Article 9. Submission Review and Acceptance

9.1 Submission of a Design does not guarantee that it will be accepted or developed into a Product.

9.2 Company shall review each Design submitted and contact Designer within thirty (30) days of submission with an initial assessment. That assessment may either invite Designer to enter into extended discussions for potential development or notify Designer that Company does not intend to develop the Design.

9.3 If Company notifies Designer that it will not develop the Design into a Product, this Agreement shall terminate with no further obligations from either party.

9.4 Upon termination of this Agreement pursuant to Section 9.3, all rights granted under Article 2 shall immediately revert to Designer, and Company shall have no further rights or licenses under the Design.

Article 10. Miscellaneous

10.1 Entire Agreement: This Agreement, together with any referenced Commission Agreement, constitutes the entire agreement between the parties.

10.2 Amendments: Any amendments must be in writing and acknowledged by both parties.

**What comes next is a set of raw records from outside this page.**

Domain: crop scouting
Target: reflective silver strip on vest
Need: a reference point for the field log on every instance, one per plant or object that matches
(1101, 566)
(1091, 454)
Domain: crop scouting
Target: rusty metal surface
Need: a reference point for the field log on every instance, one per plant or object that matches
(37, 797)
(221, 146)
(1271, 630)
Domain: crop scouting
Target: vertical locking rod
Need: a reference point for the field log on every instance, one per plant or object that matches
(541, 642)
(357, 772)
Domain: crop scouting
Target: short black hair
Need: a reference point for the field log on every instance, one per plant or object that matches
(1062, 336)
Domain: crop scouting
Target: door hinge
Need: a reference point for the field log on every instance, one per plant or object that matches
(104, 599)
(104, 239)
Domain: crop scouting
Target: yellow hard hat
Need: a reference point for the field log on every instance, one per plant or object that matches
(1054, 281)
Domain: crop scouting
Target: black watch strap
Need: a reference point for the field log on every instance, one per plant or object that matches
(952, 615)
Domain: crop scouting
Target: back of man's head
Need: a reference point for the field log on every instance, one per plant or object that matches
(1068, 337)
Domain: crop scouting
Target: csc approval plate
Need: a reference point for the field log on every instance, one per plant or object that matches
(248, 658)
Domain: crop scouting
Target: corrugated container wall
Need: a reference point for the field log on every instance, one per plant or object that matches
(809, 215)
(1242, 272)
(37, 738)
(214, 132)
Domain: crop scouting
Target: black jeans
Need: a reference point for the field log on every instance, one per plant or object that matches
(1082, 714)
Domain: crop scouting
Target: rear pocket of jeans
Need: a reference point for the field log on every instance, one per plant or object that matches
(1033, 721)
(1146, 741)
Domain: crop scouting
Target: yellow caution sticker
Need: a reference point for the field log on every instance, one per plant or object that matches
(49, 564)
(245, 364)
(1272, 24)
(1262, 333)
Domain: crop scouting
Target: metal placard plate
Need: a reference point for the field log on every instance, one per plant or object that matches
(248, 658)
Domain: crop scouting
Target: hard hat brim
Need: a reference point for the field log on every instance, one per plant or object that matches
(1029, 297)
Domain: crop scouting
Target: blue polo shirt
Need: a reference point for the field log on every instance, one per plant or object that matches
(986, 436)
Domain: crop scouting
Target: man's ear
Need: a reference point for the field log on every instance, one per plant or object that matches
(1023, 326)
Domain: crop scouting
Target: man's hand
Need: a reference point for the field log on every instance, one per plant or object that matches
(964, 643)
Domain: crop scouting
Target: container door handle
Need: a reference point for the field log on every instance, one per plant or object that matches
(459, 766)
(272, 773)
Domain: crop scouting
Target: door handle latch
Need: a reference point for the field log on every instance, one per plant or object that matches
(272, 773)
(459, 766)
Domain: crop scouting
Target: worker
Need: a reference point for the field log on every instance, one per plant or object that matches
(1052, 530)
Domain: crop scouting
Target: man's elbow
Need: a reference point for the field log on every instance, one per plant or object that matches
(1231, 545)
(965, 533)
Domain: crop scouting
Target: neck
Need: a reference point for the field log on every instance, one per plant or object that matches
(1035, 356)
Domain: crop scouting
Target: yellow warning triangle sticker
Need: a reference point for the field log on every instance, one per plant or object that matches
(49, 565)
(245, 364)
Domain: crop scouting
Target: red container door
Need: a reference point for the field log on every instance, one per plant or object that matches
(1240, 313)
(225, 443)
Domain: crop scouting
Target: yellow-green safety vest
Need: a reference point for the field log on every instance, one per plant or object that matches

10.3 Assignment: Company may assign its rights and obligations under this Agreement without Designer’s consent.

10.4 Electronic Acceptance: By uploading or otherwise submitting your Design via our website, you confirm that you have read, understood, and agree to be bound by the terms of this Agreement, including the license grant and any related Commission Agreement.

10.5 No Obligation: Submission of a Design does not obligate Company to develop, manufacture, or market the Design or to enter into any further business relationship with Designer beyond the terms set forth herein or in any separate Commission Agreement.

10.6 Independent Contractor: The parties are independent contractors. Nothing in this Agreement shall be construed to create a partnership, joint venture, or employment relationship between the parties.

10.7 Survival: The provisions of this Agreement that by their nature should survive termination—including, without limitation, Articles 3, 5, 7, 8, 9.4, and 10.5—shall survive any termination.

10.8 Designer Attribution: Company may disclose the identity of the Designer on public-facing communications regarding any Product developed from the Design, including but not limited to product packaging, marketing materials, and website listings.